Create a (Geo)Dataframe from OEP Data and export it as geopackage¶
Repository: https://github.com/OpenEnergyPlatform/tutorial
Please report bugs and improvements here: https://github.com/OpenEnergyPlatform/examples/issues
How to get started with Jupyter Notebooks can be found here: https://realpython.com/jupyter-notebook-introduction/
license: GNU Affero General Public License Version 3 (AGPL-3.0)

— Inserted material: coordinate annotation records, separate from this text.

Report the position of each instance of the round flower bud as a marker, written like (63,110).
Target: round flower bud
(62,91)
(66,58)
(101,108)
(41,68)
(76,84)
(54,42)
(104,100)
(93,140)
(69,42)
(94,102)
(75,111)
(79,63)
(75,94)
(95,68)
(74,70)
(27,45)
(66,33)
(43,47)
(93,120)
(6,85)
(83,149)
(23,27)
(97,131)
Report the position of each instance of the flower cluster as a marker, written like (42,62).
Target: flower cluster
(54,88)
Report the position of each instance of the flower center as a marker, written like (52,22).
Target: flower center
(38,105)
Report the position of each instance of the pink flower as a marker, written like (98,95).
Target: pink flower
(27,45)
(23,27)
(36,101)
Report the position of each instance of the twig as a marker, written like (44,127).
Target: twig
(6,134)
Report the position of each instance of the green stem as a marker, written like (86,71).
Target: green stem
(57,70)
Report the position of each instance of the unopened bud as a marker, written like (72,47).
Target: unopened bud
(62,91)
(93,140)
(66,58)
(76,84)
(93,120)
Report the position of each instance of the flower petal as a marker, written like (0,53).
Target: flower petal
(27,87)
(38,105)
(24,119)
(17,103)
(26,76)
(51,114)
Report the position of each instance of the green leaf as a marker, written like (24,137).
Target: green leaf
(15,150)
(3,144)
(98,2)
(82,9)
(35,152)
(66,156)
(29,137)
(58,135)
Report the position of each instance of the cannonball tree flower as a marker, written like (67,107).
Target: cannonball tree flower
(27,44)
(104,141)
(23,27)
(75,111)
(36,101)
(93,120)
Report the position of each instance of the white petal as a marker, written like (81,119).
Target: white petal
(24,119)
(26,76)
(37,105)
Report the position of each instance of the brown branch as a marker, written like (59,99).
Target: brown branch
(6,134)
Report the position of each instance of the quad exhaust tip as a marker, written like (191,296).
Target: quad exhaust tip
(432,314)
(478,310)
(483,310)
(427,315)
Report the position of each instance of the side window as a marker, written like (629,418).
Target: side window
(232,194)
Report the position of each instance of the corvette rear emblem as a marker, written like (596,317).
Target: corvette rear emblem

copyright: Reiner Lemoine Institut
authors: TuPhanRLI, christian-rli
Introduction¶
This tutorial gives you an overview of the OpenEnergy Platform and how you can work with the RESTful-HTTP API in Python to access geodata.
The full API documentaion can be found on ReadtheDocs.io.
In order to run this entire notebook you need to have some python packages installed. Install them all by using the requirements.txt and running pip install -r requirements.txt
. Note the colored info blocks:
Content¶
1 Select data
2 Make a pandas dataframe
3 Plot a dataframe (geo plot)
4 Save data
1. Select data¶
This will select the following table from the OEP: https://openenergy-platform.org/dataedit/view/openstreetmap .
You can change the details to address other tables.
import requests
from token_config import oep_url
# select data
schema = 'openstreetmap'
table = 'osm_deu_point_windpower'
requested_data = requests.get(oep_url+'/api/v0/schema/'+schema+'/tables/'+table+'/rows', )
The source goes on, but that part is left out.